Sabuhi Salimov, a member of the opposition Islamic Party, has died of a heart attack in court following a 53-day hunger strike in protest against his detention.
Salimov died on 2 March, reportedly shortly after the Baku Court of Appeal upheld his conviction.
Salimov was detained by Azerbaijan’s State Security Service in October 2021. On 11 November 2022, he was sentenced to 17 years in prison on charges of treason.
Human rights defenders report that Salimov was found guilty of spying on behalf of Iran’s special services and acting on the instructions of the leaders of the Islamic Revolution Guards Corps, a branch of the Iranian armed forces tasked with defending Iran’s Islamic system.

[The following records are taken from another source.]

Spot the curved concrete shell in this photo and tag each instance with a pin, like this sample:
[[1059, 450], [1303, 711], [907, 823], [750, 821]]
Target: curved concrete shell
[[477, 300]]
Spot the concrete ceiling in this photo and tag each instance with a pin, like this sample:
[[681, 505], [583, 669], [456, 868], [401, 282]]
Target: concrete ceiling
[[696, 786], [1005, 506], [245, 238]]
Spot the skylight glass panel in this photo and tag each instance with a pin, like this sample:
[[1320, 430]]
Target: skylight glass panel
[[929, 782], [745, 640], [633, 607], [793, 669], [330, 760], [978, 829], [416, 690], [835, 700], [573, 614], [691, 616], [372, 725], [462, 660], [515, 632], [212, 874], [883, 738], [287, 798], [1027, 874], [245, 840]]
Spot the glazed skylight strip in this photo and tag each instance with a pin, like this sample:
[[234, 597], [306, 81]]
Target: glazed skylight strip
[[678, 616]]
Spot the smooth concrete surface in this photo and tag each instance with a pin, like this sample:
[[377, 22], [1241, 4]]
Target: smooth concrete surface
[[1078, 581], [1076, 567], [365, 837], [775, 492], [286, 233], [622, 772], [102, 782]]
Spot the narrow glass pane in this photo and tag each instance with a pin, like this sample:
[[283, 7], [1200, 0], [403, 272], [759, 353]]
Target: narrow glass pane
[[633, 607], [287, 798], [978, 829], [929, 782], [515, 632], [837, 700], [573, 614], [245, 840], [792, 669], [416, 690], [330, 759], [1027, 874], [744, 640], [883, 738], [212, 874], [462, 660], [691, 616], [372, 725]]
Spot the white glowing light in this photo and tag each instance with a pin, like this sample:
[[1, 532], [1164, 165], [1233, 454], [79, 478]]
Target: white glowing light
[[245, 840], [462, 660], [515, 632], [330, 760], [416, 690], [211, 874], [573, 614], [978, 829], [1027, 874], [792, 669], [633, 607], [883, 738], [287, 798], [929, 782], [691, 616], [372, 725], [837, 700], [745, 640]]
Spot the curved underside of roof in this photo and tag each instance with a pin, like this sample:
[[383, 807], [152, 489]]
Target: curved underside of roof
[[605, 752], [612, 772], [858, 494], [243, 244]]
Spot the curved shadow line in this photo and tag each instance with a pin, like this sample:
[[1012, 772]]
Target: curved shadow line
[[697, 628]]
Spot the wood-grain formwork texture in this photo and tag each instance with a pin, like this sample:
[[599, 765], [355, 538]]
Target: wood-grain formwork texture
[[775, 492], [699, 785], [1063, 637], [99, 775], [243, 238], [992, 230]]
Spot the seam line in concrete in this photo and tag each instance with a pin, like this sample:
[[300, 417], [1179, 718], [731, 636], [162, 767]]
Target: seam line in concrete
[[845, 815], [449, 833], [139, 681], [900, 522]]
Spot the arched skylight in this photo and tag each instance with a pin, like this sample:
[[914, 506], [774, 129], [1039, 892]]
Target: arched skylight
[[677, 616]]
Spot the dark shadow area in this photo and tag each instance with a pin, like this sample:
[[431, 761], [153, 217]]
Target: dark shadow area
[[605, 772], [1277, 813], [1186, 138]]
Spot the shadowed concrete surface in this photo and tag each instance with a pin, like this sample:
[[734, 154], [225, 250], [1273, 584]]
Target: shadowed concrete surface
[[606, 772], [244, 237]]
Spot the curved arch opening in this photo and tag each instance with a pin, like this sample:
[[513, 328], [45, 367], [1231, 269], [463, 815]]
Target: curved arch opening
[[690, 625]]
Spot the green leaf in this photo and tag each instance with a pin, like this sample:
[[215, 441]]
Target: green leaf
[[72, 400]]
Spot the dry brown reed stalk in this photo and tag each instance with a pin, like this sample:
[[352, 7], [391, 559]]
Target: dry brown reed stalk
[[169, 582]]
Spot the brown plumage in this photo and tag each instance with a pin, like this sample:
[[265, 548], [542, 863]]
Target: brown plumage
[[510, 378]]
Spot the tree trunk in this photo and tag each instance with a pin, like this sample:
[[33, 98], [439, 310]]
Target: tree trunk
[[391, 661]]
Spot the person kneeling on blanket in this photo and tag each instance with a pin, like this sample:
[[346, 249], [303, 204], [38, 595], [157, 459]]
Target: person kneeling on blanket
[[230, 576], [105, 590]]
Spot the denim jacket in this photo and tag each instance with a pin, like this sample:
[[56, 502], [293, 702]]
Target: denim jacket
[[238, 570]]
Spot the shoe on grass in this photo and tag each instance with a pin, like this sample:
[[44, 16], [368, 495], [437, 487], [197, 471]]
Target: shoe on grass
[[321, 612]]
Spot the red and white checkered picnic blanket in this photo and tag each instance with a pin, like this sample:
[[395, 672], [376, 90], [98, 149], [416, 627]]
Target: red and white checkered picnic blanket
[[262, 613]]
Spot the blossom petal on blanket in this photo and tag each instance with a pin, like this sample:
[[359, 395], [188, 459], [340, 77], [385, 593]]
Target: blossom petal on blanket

His family told Vocie of America that Salimov had been on hunger strike for 53 days, and on dry hunger strike for the last seven. They added that he had stopped his protest on 1 March as a result of serious health issues.
‘Sabuhi had a heart operation a few years ago. But his death was caused by an unjust court decision’, one member of his family said.

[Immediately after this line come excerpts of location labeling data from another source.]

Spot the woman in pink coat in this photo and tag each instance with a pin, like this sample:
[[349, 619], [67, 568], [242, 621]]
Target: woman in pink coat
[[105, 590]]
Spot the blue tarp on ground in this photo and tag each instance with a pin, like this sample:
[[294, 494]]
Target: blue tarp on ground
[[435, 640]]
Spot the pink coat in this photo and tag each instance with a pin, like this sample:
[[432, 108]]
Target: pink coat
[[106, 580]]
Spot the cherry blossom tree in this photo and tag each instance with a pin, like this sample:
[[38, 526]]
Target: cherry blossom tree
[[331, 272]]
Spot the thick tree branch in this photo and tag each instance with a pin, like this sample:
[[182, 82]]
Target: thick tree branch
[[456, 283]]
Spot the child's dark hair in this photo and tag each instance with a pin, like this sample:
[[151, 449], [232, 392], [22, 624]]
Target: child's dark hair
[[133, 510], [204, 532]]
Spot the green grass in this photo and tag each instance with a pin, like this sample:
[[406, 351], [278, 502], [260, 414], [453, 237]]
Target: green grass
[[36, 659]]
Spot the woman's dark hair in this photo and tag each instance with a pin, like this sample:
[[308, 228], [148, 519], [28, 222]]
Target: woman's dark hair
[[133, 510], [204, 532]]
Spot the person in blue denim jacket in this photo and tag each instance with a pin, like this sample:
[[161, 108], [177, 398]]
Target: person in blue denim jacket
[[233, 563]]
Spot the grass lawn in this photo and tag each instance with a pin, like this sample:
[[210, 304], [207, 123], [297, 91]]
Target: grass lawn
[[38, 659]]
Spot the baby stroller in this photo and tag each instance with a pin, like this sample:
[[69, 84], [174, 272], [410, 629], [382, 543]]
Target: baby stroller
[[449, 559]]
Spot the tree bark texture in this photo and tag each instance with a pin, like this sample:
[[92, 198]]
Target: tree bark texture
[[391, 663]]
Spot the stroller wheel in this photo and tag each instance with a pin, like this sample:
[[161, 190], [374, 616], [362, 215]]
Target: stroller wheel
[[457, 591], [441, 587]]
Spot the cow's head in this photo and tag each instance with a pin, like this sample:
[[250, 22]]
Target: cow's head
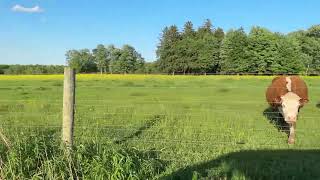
[[290, 104]]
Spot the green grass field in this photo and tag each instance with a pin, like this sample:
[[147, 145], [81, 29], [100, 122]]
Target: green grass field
[[145, 127]]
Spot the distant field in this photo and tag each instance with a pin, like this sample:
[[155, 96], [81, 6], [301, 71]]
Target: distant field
[[178, 127]]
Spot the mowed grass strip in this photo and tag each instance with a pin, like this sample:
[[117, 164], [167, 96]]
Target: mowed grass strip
[[196, 126]]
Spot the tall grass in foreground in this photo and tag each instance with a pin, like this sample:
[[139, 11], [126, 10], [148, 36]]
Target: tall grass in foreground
[[40, 156]]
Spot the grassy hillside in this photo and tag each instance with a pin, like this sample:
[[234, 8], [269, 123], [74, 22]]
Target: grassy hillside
[[155, 126]]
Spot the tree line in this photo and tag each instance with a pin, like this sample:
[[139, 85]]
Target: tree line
[[210, 50], [106, 59], [201, 50], [31, 69]]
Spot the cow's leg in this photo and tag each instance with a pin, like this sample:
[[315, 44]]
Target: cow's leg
[[292, 132]]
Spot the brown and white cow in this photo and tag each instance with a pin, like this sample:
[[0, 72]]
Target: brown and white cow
[[288, 94]]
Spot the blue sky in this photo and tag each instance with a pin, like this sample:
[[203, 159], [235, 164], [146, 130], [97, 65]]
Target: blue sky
[[43, 31]]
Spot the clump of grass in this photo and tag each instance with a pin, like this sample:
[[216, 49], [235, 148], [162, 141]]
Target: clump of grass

‘The reason for Sabuhi's arrest was that he burned the flag of Israel, asked for freedom for Jerusalem and Karabakh, and held remembrance events for imams at his home’, said the unnamed relative. ‘He protested the injustice of the courts in this country with his hunger strike at the cost of his life.’
A spokesperson for the Muslim Unity Movement, a movement closely allied with the Islamic Party, told Turan that Salimov began his hunger strike in protest against his charges, and that he died after the court announced that it would uphold the previous decision.
‘Sabuhi shouted, protested, and claimed that the decision had been “ordered [from above]”. In this situation, he had a heart attack and died behind bars in the courtroom’, said the spokesperson.
The authorities have not commented on the case.